BYD meldet für die ersten sechs Monate 2026 sinkende Umsätze und einen deutlichen Gewinnrückgang (-20,54 Prozent). Gleichzeitig verzeichnet der chinesische Hersteller einen Exportsprung von fast 68 Prozent. Verantwortlich für die schwache Inlandsbilanz sind laut Unternehmensangaben vor allem Kapazitätsengpässe bei der zweiten Generation der Blade Battery. Der Wettbewerber Geely rückt derweil auf dem chinesischen Heimatmarkt näher an BYD heran.

Umsatz und Gewinn brechen ein

BYD weist für das erste Halbjahr 2026 einen operativen Umsatz von rund 344,8 Milliarden Yuan aus, umgerechnet 44,3 Milliarden Euro. Das entspricht einem Rückgang von 7,13 Prozent gegenüber dem Vorjahreszeitraum. Der den Aktionären zurechenbare Nettogewinn sinkt um 20,54 Prozent auf rund 12,32 Milliarden Yuan, etwa 1,6 Milliarden Euro.

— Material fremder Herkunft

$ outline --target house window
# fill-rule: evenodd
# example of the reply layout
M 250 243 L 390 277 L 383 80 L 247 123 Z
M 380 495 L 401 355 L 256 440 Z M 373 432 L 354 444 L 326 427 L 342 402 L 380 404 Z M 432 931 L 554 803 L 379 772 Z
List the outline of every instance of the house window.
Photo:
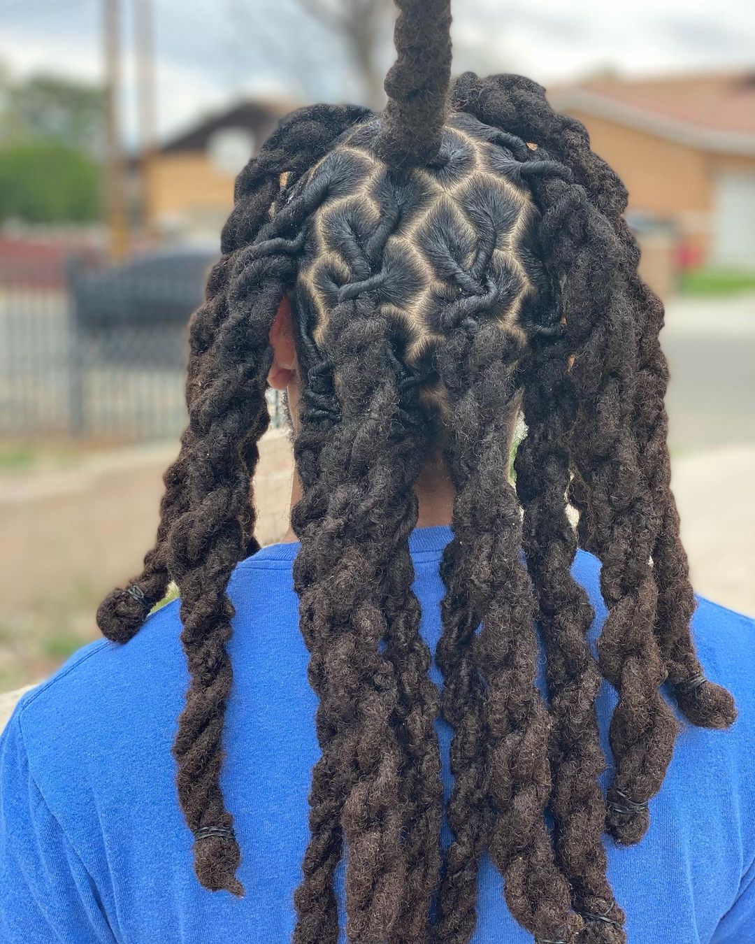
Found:
M 208 141 L 210 162 L 221 174 L 236 177 L 251 158 L 254 145 L 254 135 L 248 128 L 221 128 L 213 132 Z
M 723 171 L 714 193 L 713 261 L 755 267 L 755 174 Z

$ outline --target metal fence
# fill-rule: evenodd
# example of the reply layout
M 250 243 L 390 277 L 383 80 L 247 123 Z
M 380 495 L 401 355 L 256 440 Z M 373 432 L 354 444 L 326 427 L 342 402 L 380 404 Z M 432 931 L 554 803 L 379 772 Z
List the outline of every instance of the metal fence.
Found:
M 187 322 L 211 257 L 118 269 L 0 252 L 0 435 L 138 441 L 185 425 Z M 280 422 L 280 405 L 271 397 Z

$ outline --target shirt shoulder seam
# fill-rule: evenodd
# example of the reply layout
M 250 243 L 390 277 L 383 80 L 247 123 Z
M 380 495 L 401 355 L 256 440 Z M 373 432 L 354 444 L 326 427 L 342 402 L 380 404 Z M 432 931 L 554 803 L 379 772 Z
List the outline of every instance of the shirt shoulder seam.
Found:
M 71 672 L 78 668 L 79 666 L 83 666 L 84 663 L 87 662 L 89 659 L 91 659 L 93 655 L 97 655 L 99 652 L 101 652 L 103 649 L 105 649 L 108 646 L 108 643 L 109 643 L 108 639 L 97 640 L 97 644 L 93 646 L 89 650 L 89 652 L 87 652 L 85 655 L 82 655 L 79 659 L 76 659 L 76 662 L 73 662 L 65 669 L 62 669 L 61 671 L 58 672 L 56 675 L 53 676 L 52 679 L 47 679 L 46 682 L 41 683 L 41 684 L 39 684 L 36 688 L 33 688 L 27 695 L 24 696 L 22 700 L 19 702 L 18 706 L 17 714 L 19 717 L 26 711 L 29 705 L 32 704 L 32 702 L 36 701 L 41 695 L 43 695 L 48 688 L 52 688 L 53 685 L 56 684 L 56 683 L 60 682 L 67 675 L 70 675 Z
M 81 661 L 84 662 L 85 660 L 82 659 Z M 22 716 L 22 712 L 18 712 L 18 714 L 16 716 L 16 725 L 18 727 L 19 739 L 20 739 L 21 745 L 22 745 L 22 747 L 24 749 L 24 754 L 25 754 L 25 756 L 26 758 L 26 768 L 28 769 L 29 780 L 32 782 L 32 784 L 34 784 L 35 789 L 37 790 L 37 793 L 40 795 L 40 799 L 41 799 L 42 802 L 44 804 L 44 808 L 47 811 L 47 813 L 49 814 L 50 818 L 55 822 L 55 824 L 58 826 L 58 829 L 60 831 L 60 834 L 62 835 L 63 839 L 65 840 L 66 845 L 69 847 L 69 849 L 71 850 L 71 851 L 76 857 L 76 861 L 78 862 L 78 864 L 81 866 L 81 868 L 84 869 L 84 871 L 89 876 L 90 881 L 92 882 L 92 887 L 96 888 L 97 887 L 97 883 L 94 880 L 94 875 L 92 874 L 92 870 L 89 868 L 87 868 L 87 865 L 84 862 L 84 859 L 82 858 L 81 853 L 78 851 L 78 850 L 76 849 L 76 847 L 74 845 L 74 842 L 71 839 L 71 836 L 68 834 L 68 832 L 65 830 L 65 828 L 63 827 L 63 824 L 60 822 L 60 819 L 55 814 L 55 812 L 53 811 L 53 809 L 50 806 L 49 802 L 47 801 L 47 798 L 44 796 L 44 793 L 42 792 L 42 786 L 40 785 L 40 783 L 39 783 L 39 781 L 37 780 L 37 778 L 36 778 L 36 776 L 34 774 L 34 770 L 32 768 L 32 764 L 31 764 L 31 754 L 29 753 L 29 750 L 28 750 L 28 748 L 26 746 L 26 738 L 24 736 L 24 726 L 21 723 L 21 716 Z M 99 898 L 99 895 L 97 897 Z M 103 918 L 107 921 L 107 917 L 106 917 L 105 912 L 102 909 L 101 905 L 100 905 L 100 911 L 101 911 L 101 914 L 102 914 Z M 109 921 L 108 921 L 108 924 L 109 926 Z

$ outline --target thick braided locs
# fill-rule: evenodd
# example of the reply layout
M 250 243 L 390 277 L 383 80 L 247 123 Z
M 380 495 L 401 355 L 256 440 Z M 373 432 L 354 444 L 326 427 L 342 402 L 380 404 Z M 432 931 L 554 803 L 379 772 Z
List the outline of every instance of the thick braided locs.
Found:
M 239 176 L 191 320 L 189 422 L 157 539 L 98 623 L 127 643 L 177 584 L 190 674 L 178 801 L 201 885 L 242 896 L 221 788 L 227 587 L 260 547 L 270 332 L 290 306 L 294 586 L 320 749 L 293 940 L 465 944 L 487 854 L 535 941 L 622 944 L 606 843 L 646 831 L 676 708 L 710 728 L 735 715 L 691 634 L 663 306 L 637 274 L 626 191 L 584 127 L 521 76 L 451 83 L 448 0 L 396 5 L 385 110 L 293 112 Z M 428 463 L 455 496 L 434 653 L 410 554 Z M 596 647 L 578 545 L 601 565 Z M 604 680 L 616 695 L 608 758 Z

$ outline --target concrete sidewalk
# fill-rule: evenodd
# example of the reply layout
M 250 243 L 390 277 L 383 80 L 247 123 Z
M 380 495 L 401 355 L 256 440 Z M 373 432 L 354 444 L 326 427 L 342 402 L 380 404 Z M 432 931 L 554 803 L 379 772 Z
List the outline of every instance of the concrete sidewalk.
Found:
M 755 616 L 755 446 L 672 460 L 671 485 L 695 589 Z
M 712 449 L 673 461 L 672 484 L 695 588 L 749 615 L 755 615 L 753 482 L 755 447 Z M 0 695 L 0 729 L 27 690 Z

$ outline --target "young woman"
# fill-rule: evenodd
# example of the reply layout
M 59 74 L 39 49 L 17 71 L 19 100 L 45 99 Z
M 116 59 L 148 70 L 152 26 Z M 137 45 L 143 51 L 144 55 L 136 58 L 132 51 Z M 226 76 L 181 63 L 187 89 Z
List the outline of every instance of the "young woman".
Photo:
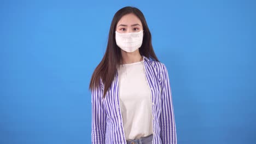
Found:
M 177 143 L 168 71 L 137 8 L 114 16 L 89 88 L 92 143 Z

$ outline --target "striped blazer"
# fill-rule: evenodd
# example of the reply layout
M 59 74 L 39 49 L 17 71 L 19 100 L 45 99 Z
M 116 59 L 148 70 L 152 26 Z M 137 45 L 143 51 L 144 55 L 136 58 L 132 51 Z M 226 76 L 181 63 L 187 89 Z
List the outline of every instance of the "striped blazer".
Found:
M 176 129 L 167 69 L 161 62 L 142 55 L 146 75 L 150 88 L 153 137 L 152 143 L 176 144 Z M 91 91 L 92 143 L 127 143 L 123 125 L 117 71 L 105 98 L 104 85 Z

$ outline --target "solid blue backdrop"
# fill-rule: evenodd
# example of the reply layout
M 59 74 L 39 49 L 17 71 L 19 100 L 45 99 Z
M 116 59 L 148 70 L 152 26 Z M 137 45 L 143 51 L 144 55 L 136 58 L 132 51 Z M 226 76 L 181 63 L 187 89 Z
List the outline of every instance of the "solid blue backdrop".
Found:
M 1 1 L 0 143 L 90 143 L 89 84 L 112 19 L 144 13 L 178 143 L 256 143 L 255 1 Z

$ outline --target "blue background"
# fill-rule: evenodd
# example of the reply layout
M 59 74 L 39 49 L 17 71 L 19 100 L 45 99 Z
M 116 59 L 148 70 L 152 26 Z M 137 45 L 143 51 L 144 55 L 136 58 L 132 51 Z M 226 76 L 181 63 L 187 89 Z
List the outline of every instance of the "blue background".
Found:
M 0 143 L 90 143 L 114 14 L 144 13 L 178 143 L 256 143 L 255 1 L 1 1 Z

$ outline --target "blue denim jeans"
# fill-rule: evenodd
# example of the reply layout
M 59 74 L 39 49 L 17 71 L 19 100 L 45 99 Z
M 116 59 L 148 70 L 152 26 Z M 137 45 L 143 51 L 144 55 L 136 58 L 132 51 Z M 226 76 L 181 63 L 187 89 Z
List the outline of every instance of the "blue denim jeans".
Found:
M 153 134 L 142 137 L 138 139 L 126 141 L 127 144 L 152 144 Z

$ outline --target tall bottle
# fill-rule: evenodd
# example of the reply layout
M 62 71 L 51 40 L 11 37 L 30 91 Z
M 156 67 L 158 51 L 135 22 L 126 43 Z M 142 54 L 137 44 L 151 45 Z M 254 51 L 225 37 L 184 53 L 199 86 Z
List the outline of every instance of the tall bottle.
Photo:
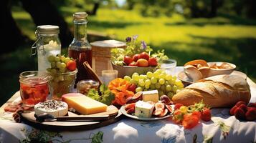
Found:
M 86 12 L 76 12 L 74 17 L 74 39 L 68 48 L 68 55 L 76 60 L 78 72 L 76 83 L 82 79 L 90 79 L 83 63 L 87 61 L 92 66 L 92 47 L 87 39 Z

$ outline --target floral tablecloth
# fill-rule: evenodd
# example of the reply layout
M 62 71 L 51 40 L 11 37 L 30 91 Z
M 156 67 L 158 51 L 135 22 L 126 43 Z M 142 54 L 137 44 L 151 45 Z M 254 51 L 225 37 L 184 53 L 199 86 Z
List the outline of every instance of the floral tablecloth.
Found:
M 177 67 L 174 73 L 181 70 Z M 250 102 L 256 102 L 256 84 L 247 81 Z M 229 115 L 229 109 L 212 109 L 212 121 L 201 122 L 192 129 L 185 129 L 170 119 L 142 122 L 125 118 L 93 130 L 60 132 L 15 123 L 11 113 L 4 112 L 3 107 L 0 109 L 0 142 L 256 142 L 256 122 L 240 122 Z

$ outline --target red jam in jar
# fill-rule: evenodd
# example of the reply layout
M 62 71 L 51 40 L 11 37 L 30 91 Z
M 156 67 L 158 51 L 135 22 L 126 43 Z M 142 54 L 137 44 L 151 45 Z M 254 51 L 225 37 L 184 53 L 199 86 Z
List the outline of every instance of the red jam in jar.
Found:
M 22 103 L 27 107 L 44 102 L 49 95 L 49 78 L 37 71 L 25 72 L 20 74 L 20 95 Z

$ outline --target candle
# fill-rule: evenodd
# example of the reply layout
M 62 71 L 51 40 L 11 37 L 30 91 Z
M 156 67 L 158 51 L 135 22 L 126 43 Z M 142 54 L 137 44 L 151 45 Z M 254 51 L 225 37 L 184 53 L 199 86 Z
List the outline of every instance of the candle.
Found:
M 101 72 L 103 82 L 105 85 L 108 85 L 108 83 L 118 78 L 118 71 L 117 70 L 103 70 Z

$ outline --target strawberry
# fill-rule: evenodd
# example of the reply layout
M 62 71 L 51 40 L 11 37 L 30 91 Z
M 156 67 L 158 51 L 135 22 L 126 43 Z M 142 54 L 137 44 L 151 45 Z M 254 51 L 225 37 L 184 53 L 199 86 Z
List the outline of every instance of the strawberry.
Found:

Als Ursache nennt BYD Wechselkursschwankungen und daraus resultierende Devisenverluste. Das operative Kerngeschäft bleibe stabil, so das chinesische Unternehmen. Diese Einschätzung stützt sich auf das zweite Quartal: Dort steigt der Nettogewinn im Jahresvergleich um 30 Prozent, die Bruttomarge erreicht mit 18,9 Prozent den höchsten Stand seit einem Jahr. Für das Gesamthalbjahr sinkt der Bruttogewinn zwar um 2,81 Prozent auf 64,99 Milliarden Yuan, die Marge klettert aber von 18,01 auf 18,85 Prozent. Der Effekt lässt sich direkt auf das margenstärkere Auslandsgeschäft zurückführen.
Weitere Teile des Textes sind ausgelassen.